I remember when my estranged husband first started his escapade--back when he first announced he was unhappy and first started cheating. I told my husband I would place a moratorium on my hobby and would be spending the time doing things with him instead. In return I expected the same from him. When I told my male friend what was going on, he fully understood and told me I was doing the right thing. He never got involved in it. However, after the estranged husband moved out, my friend was very supportive; he was always there for me. Likewise, I NEVER get involved in things going on between he and his wife.


----------



## jitterbug (Feb 13, 2010)

freddie_fender said:


> Great comments. Some on both sides.
> 
> Interesting that one of my female friends in question believes my wife is acting the way she is because she thinks she has me in her pocket and is in control. My friend thinks I need to "break her", in order stop the behavior continuing. That behavior being not respecting my wants. Obviously just SLIGHTLY off the mark from what my wife would say on this topic! lol
> 
> Definitely two sides to this one. Strong sides too.

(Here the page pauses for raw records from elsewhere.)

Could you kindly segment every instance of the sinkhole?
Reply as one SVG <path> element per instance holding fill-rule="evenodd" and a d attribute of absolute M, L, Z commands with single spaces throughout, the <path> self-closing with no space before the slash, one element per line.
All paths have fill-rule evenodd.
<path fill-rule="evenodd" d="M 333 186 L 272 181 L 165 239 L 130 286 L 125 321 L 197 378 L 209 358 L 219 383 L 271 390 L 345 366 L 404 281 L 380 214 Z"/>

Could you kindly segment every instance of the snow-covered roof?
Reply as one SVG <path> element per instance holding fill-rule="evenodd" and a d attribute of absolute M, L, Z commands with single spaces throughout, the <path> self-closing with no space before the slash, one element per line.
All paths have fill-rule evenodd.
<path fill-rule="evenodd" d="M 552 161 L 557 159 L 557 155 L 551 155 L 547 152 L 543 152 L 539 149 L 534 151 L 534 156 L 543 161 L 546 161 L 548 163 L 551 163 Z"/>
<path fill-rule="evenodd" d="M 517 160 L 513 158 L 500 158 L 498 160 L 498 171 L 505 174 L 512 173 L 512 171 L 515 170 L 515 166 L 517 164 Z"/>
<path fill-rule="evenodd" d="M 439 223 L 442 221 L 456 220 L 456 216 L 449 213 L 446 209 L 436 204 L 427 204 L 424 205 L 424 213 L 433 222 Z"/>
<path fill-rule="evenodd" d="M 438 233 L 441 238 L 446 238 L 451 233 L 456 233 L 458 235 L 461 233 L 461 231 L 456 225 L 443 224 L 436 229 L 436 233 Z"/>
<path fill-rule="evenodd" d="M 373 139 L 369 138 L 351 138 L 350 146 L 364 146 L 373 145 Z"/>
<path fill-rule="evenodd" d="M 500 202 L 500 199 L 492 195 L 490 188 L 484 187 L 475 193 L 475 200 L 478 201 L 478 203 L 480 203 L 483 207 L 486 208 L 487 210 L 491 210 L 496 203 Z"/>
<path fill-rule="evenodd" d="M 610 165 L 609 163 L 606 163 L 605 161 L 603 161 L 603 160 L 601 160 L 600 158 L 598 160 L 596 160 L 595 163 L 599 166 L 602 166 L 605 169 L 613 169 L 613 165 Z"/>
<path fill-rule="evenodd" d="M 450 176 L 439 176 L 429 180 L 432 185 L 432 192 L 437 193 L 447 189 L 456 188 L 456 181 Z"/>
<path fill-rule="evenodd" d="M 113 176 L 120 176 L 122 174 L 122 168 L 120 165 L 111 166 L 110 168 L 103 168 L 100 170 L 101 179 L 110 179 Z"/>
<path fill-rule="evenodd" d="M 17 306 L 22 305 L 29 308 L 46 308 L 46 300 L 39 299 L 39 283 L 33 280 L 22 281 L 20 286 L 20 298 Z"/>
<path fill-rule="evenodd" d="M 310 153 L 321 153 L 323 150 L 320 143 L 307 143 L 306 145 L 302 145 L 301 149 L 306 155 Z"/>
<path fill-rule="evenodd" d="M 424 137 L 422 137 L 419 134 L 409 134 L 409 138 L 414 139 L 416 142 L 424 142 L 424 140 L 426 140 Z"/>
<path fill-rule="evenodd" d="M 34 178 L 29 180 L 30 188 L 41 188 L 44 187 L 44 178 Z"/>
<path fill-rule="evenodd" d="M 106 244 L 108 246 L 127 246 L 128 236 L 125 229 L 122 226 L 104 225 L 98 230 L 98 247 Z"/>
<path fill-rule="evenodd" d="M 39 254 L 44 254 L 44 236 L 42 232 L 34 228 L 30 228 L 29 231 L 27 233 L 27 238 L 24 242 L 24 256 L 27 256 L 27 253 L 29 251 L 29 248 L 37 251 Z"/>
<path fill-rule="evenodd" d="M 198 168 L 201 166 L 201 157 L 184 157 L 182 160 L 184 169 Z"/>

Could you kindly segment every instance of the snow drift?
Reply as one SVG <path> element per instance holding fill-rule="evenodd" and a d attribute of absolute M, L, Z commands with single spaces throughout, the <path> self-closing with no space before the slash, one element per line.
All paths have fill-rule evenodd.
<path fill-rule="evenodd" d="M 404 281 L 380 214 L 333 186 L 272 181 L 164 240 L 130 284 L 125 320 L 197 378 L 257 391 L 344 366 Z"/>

Opposite sex friends that take pot shots at your wife have an agenda---their remarks make that obvious.Don't take the bait. The nature of comments like that show that they're trying to undermine how you feel about your wife.

Have either of your female friends ever spent any time getting to know your wife?

If they haven't, then they can't possibly have an informed opinion about what your wife thinks or feels---yet they're going to psychoanalyze her in her absence , and make derogatory statements about her?
How very derisive.

It seems like they're trying to sow seeds of doubt, and discontent---and doing their best to water them. It's a manipulative action designed to drive a wedge between you & your W. 

Then as the discord between you & your W grows---they can swoop in to your "rescue".

I can almost hear the battlecry now..............

"But she just doesn't understand you like I/we do......."

_(what a great feed for a single woman's ego.....)_

Freddie, I've been in the same potion as your W. My SO had a female friend who tried to do her darndest to break us up, when she reappeared in his life. Negative gossip, speculations (talking out her ass, actually, she didn't know me at all, but she presumed she knew what _*I *_must be thinking and feeling......) And it very nearly did break us up. Like your female friends, this one was fresh out of a long-term relationship......I'm not sure if she was interested in my SO romantically, or just wanted him back in her life at her beck and call...........Either way, she deliberately tried to stir up drama between the two of us.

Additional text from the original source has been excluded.